Mrs Museveni is known in particular for her association with Rick Warren, although Warren has tried to downplay this now that Uganda’s anti-gay hysteria has received international attention (Warren has an unfortunate habit of being linked to African presidents accused of running death squads).

Also curious is a quote in the Atlantic from Dave Racer, who lobbied for Waldron’s release in 2006; he now seems strangely ambivalent about the affair:

Dave Racer, who worked to free Waldron in 2006, said Wednesday that he was uncertain as to the veracity of the allegations against him or the counter-claims. At the time, there was, as he understood it, “an allegation that Peter was involved in gun-running, I believe he was accused perhaps of fomenting some uprising against [Ugandan] President Museveni.”

But, he said, “It’s not possible from here to know what was fact. There’s just no way to know. From here, it looked like he was a victim of political persecution.”

The passage of the years has made him even less certain. “I have no knowledge of what really happened,” he said, except that the detention “was very hard on him.”

Waldron’s 2009 television interview also discussed his political activism: he had recently been in Alaska to work on the state marriage amendment, and after working on Gary Bauer’s presidential campaign in 2000 he had gone on to work for John McCain. He had also written for the Washington Times on the “war against women”, reporting on Taliban-run Afghanistan, forced abortion in China, and dowry-related killing in India. The link to the Times is of some interest: in 2006 I noted that his Africa Dispatch newsletter was produced in Washington by Bob Selle, who himself worked for the Unification Church’s World and I magazine and for Rev. Moon’s then-named Family Federation for World Peace and Unification.
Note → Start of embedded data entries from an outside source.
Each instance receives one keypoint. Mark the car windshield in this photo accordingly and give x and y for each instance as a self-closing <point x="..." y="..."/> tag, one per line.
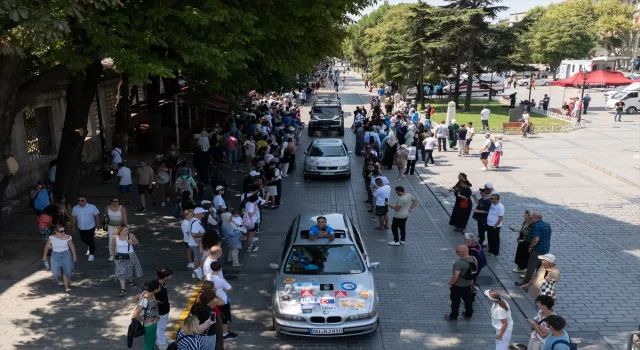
<point x="326" y="110"/>
<point x="324" y="260"/>
<point x="327" y="151"/>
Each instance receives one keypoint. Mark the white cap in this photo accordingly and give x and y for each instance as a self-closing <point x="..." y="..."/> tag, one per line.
<point x="548" y="257"/>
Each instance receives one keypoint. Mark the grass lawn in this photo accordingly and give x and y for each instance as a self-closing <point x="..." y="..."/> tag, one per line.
<point x="499" y="113"/>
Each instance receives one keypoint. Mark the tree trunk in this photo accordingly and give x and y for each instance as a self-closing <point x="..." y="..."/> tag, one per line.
<point x="122" y="116"/>
<point x="457" y="90"/>
<point x="470" y="67"/>
<point x="153" y="113"/>
<point x="80" y="93"/>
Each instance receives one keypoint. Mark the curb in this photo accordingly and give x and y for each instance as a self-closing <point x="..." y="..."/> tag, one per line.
<point x="604" y="170"/>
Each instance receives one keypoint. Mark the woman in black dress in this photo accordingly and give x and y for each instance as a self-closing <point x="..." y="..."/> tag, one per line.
<point x="524" y="241"/>
<point x="389" y="151"/>
<point x="462" y="209"/>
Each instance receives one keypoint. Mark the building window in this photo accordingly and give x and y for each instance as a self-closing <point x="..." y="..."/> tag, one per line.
<point x="38" y="132"/>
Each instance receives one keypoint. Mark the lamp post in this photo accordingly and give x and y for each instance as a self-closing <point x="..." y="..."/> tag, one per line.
<point x="584" y="84"/>
<point x="451" y="77"/>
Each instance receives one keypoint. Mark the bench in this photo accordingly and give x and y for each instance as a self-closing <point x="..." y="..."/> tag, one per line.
<point x="515" y="126"/>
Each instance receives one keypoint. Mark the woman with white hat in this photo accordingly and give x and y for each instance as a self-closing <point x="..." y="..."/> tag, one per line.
<point x="501" y="319"/>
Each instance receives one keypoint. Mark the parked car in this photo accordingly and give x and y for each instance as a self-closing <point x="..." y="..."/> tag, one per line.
<point x="539" y="81"/>
<point x="324" y="288"/>
<point x="327" y="157"/>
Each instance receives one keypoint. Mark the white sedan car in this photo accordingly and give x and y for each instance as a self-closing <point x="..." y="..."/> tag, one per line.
<point x="539" y="81"/>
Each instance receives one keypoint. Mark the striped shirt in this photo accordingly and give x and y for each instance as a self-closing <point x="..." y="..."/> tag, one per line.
<point x="189" y="342"/>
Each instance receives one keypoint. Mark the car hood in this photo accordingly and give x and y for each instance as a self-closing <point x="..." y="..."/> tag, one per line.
<point x="340" y="295"/>
<point x="327" y="161"/>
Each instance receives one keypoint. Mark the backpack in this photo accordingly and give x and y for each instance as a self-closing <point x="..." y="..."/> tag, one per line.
<point x="482" y="259"/>
<point x="184" y="185"/>
<point x="572" y="346"/>
<point x="471" y="272"/>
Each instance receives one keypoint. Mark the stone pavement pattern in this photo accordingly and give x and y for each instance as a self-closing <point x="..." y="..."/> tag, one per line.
<point x="595" y="223"/>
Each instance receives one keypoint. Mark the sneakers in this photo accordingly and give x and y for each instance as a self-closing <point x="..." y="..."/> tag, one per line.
<point x="230" y="336"/>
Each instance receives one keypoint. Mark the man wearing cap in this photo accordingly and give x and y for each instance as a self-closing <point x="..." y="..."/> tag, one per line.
<point x="546" y="278"/>
<point x="218" y="202"/>
<point x="540" y="243"/>
<point x="197" y="231"/>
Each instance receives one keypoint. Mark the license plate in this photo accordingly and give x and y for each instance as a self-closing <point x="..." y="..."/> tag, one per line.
<point x="326" y="331"/>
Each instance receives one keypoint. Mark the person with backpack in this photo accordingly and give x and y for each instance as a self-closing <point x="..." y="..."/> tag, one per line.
<point x="488" y="147"/>
<point x="465" y="270"/>
<point x="476" y="251"/>
<point x="559" y="338"/>
<point x="41" y="197"/>
<point x="501" y="319"/>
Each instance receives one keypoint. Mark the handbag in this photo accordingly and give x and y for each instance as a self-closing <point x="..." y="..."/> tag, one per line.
<point x="123" y="256"/>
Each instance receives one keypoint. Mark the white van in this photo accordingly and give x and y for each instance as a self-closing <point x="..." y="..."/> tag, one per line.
<point x="494" y="82"/>
<point x="630" y="96"/>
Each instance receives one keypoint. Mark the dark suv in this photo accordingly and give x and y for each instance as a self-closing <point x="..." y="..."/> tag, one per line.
<point x="326" y="115"/>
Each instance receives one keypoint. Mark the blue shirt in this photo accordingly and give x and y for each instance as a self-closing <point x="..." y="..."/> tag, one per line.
<point x="315" y="230"/>
<point x="548" y="343"/>
<point x="542" y="230"/>
<point x="42" y="200"/>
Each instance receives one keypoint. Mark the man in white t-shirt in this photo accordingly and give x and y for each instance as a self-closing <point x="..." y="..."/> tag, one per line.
<point x="382" y="194"/>
<point x="197" y="231"/>
<point x="222" y="287"/>
<point x="484" y="117"/>
<point x="494" y="223"/>
<point x="218" y="201"/>
<point x="116" y="157"/>
<point x="470" y="132"/>
<point x="124" y="175"/>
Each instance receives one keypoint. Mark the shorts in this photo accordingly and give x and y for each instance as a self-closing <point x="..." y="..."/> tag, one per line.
<point x="197" y="254"/>
<point x="272" y="190"/>
<point x="144" y="189"/>
<point x="381" y="210"/>
<point x="225" y="310"/>
<point x="125" y="189"/>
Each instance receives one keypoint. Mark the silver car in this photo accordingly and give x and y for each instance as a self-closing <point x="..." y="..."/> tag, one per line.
<point x="327" y="157"/>
<point x="324" y="288"/>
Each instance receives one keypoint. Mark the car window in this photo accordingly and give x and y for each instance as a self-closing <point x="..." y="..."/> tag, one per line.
<point x="324" y="260"/>
<point x="326" y="110"/>
<point x="327" y="151"/>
In my original blog piece, I looked at Waldron’s religious perspective and associations. His theology draws explicitly on Rousas Rushdoony and Christian Reconstructionism, and libertarian rhetoric is put at the service of a theocratic agenda:

Families reigned supreme on earth from Adam until Nimrod (Genesis 10:9) and the gathering of families at Babel (Genesis 11).  Until that time, families gave birth to clans and nations but there was no central government.  All the people and their families spoke the same language, (Genesis 11:6), and dwelt in their own lands (Genesis 10: 31).  God, the Creator, was recognized as the Supreme Ruler and Sovereign Lord over the earth.

This changed, however, when it was determined by those families and nations on earth to unite in an overt effort to rebel against the Lord’s prophetic command given to their forefathers, Adam (Genesis 1:28) and Noah (Genesis 9:1-17).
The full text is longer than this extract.